ChatGLM2-6B [BUG/Help] 微调之后模型部署，设置了多卡，但还是只用第0卡，显示内存不足

Is there an existing issue for this?

[X] I have searched the existing issues

Current Behavior

web_demo.shPRE_SEQ_LEN=128

CUDA_VISIBLE_DEVICES=5,6,7 python3 web_demo.py
--model_name_or_path /root/ChatGLM2-6B/chatglm2-6b
--ptuning_checkpoint output/adgen-chatglm2-6b-pt-128-2e-2/checkpoint-3000
--pre_seq_len $PRE_SEQ_LEN ` GPU 多卡情况

Expected Behavior

No response

Steps To Reproduce

报错：`torch.cuda.OutOfMemoryError: CUDA out of memory.

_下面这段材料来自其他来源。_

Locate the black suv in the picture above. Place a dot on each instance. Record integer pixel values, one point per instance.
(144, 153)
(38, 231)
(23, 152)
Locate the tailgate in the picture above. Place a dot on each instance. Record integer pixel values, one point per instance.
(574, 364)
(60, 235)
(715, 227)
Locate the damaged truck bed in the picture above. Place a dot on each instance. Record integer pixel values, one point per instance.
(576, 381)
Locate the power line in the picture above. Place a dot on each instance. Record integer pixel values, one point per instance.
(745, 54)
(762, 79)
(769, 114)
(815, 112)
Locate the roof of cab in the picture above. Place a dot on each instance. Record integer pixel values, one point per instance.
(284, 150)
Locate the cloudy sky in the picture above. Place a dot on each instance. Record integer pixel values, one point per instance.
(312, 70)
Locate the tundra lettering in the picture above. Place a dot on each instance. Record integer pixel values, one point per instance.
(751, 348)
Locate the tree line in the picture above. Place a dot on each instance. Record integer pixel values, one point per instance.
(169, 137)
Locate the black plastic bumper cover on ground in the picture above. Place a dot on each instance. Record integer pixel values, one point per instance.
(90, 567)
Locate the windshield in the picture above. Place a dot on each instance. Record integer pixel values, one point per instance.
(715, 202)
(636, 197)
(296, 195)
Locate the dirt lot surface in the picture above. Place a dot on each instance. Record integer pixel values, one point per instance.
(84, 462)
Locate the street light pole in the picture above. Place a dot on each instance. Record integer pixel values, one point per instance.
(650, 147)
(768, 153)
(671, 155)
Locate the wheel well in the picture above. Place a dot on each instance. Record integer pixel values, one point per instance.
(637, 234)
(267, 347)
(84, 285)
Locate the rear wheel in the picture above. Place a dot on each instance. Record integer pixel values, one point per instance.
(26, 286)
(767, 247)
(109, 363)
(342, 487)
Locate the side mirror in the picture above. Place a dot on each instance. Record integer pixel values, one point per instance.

Tried to allocate 32.00 MiB (GPU 0; 10.92 GiB total capacity; 10.44 GiB already allocated; 19.25 MiB free; 10.46 GiB reserved in total by PyTorch) If reserved memory is >> allocated memory try setting max_split_size_mb to avoid fragmentation. See documentation for Memory Management and PYTORCH_CUDA_ALLOC_CONF

Environment

- OS:
- Python:3.8
- Transformers:
- PyTorch:
- CUDA Support (`python -c "import torch; print(torch.cuda.is_available())"`) :

Anything else?

No response

Aug 24 '23 07:08 SebastianHan

怎么才能在微调后，模型部署运行web_demo.sh时，调用多卡成功？

Aug 24 '23 07:08 SebastianHan

请问你解决这个问题了吗？

Mar 14 '24 14:03 2811668688